A non-rigorous proof would be the following. Suppose
$$x=x_0,\overline{x_1x_2x_3\dots x_n}$$
Then
$$10^nx=x=x_0x_1x_2x_3\dots x_n,\overline{x_1x_2x_3\dots x_n}$$
so $$10^nx-x=x_0x_1x_2x_3\dots x_n-x_0$$
and
$$x=\frac{x_0x_1x_2x_3\dots x_n-x_0}{10^n-1}$$
where $x_n\in\{0,1,\dots,9\}$
Simple example:
$$x=1,234234234\dots$$
then
$$10^3 x=1234,234234\dots$$
so
$$(10^3-1)x=1234-1$$
$$x=\frac{1233}{999}$$
If you want to get more rigorous, you can use the series expansion of a number, but, all in all, the proof's essence won't differ much.

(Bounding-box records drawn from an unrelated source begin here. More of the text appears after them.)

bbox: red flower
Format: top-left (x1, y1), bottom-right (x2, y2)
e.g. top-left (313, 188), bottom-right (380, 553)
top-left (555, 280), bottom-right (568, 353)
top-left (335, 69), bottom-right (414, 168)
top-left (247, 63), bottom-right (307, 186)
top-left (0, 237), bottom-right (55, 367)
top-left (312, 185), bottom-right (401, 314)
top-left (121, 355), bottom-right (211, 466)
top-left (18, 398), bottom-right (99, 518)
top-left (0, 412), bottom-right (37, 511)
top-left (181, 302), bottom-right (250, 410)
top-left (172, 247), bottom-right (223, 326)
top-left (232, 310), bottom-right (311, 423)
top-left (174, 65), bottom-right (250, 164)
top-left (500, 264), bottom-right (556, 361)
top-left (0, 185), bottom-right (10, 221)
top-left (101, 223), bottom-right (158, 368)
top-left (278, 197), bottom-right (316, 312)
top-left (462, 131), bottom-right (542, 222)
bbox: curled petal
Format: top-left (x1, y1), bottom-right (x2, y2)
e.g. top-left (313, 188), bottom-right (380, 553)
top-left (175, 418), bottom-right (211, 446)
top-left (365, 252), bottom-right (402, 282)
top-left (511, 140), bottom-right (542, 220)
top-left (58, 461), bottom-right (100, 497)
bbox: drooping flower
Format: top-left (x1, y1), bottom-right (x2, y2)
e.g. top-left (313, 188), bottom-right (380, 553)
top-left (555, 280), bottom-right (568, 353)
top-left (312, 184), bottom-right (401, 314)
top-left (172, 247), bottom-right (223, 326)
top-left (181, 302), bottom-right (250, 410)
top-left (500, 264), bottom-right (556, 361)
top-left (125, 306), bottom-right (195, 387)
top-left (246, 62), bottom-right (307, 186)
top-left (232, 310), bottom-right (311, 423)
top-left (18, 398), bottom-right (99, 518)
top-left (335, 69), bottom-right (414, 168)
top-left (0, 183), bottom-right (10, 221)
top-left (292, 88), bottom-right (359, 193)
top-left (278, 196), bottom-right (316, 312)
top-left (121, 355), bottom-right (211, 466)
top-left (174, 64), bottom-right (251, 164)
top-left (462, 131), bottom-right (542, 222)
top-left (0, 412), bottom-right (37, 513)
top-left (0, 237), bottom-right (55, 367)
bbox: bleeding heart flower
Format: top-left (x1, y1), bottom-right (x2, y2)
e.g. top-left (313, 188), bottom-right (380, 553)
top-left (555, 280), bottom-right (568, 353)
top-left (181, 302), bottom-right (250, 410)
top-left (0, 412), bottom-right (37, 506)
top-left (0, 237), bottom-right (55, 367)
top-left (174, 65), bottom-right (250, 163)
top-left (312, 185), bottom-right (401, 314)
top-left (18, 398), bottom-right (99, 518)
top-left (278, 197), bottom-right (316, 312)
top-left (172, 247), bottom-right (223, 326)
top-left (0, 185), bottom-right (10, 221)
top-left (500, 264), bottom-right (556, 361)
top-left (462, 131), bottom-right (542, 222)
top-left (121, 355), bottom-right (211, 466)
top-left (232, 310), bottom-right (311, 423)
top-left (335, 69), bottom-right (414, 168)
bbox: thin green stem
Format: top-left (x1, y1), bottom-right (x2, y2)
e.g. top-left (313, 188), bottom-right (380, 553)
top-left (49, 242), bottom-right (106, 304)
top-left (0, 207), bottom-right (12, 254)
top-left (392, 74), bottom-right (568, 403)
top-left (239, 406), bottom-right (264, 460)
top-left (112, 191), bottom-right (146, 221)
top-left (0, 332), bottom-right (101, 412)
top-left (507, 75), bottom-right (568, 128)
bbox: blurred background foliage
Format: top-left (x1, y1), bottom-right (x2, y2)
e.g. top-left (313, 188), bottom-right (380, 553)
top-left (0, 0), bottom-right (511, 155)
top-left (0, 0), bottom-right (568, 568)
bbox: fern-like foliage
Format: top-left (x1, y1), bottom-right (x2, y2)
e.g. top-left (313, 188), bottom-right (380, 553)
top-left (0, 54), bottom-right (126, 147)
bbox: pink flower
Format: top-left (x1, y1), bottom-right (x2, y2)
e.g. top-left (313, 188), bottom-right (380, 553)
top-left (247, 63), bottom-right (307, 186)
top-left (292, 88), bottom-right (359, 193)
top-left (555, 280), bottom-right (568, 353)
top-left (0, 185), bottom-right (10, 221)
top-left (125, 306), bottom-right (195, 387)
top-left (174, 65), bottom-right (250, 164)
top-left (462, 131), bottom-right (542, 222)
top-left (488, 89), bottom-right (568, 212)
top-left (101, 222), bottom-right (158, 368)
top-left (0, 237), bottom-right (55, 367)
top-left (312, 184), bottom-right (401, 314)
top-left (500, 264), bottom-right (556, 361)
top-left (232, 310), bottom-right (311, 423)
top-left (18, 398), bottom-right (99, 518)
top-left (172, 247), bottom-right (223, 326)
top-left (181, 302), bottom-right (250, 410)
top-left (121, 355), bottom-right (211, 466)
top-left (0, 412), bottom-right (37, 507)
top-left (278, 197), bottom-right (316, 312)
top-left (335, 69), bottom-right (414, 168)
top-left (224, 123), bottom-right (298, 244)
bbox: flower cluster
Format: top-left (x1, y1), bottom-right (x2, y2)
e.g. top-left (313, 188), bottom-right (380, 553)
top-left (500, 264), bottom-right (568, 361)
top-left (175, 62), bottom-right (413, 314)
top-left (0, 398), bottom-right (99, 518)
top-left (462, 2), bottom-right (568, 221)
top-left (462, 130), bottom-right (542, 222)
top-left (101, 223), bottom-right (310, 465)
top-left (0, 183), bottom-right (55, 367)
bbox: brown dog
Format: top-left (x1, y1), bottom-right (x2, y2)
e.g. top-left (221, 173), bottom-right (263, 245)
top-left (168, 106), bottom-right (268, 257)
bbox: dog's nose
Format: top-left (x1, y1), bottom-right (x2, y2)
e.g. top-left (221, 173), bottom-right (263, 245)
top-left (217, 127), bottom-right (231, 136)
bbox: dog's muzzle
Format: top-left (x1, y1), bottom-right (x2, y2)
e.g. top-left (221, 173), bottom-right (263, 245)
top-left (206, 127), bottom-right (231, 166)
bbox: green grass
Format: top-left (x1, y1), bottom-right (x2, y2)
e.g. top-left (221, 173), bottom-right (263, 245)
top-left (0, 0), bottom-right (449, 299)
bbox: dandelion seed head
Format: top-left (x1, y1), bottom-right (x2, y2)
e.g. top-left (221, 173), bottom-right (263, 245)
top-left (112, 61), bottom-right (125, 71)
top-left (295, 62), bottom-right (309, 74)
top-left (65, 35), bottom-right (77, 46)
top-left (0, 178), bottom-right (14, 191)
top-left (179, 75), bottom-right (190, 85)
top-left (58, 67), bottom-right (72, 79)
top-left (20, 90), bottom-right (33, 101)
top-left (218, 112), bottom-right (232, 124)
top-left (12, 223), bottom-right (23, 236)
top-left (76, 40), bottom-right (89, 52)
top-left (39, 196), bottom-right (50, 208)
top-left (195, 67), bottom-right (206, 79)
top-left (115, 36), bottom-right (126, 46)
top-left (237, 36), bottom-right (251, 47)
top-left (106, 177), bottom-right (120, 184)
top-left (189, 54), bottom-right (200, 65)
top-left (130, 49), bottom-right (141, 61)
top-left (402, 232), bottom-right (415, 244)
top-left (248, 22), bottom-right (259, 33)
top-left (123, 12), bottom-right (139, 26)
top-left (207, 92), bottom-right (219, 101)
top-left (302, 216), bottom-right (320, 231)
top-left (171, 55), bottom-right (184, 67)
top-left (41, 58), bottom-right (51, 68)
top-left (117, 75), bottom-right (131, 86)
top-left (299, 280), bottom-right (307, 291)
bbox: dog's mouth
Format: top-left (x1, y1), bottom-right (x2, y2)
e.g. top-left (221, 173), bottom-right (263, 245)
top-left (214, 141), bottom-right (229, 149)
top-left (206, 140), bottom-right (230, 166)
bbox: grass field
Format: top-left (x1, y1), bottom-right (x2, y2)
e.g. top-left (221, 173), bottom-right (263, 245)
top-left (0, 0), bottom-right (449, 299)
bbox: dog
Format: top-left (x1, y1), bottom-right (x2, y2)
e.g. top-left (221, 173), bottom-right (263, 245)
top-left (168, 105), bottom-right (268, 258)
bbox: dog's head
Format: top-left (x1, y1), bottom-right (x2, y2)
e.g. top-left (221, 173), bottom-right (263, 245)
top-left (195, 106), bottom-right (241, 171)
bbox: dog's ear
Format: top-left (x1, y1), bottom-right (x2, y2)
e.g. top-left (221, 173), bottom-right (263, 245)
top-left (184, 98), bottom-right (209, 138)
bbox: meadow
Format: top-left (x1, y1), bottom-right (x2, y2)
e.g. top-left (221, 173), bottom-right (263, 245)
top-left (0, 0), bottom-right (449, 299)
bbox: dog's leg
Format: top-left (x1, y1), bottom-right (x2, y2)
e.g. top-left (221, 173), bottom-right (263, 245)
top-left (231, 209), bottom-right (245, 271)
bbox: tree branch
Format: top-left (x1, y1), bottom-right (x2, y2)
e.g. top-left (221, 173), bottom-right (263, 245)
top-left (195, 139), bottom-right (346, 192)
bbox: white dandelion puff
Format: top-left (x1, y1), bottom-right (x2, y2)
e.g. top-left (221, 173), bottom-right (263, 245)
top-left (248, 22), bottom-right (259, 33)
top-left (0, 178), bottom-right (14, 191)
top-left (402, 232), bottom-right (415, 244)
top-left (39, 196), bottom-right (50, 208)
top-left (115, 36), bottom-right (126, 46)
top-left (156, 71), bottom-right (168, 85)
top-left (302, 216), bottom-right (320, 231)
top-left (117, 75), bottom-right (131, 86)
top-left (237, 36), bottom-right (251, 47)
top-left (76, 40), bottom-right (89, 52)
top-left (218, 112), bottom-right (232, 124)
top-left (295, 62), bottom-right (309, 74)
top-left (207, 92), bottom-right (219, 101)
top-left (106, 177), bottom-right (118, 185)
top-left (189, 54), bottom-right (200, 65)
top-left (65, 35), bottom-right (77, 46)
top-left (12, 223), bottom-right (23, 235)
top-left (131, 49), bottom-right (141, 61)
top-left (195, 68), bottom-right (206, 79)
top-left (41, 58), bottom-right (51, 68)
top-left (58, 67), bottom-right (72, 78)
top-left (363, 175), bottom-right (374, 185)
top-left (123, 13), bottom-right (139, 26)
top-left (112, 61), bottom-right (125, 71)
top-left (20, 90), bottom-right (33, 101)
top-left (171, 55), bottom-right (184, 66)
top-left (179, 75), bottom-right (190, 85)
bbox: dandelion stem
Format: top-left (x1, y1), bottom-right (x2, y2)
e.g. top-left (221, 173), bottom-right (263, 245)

ADD In the more general case
$$x=x_0,y_1y_2y_3\dots y_n\overline{x_1x_2x_3\dots x_n}$$
note
$$x=x_0,0\dots 0\overline{x_1x_2x_3\dots x_n}+0,y_1y_2y_3\dots y_n$$ and consider
$$x'=x_0,0\dots 0\overline{x_1x_2x_3\dots x_n}$$ The shifting is then of $10^{m+n}$, and we obtain the sum of two rational numbers, which is rational.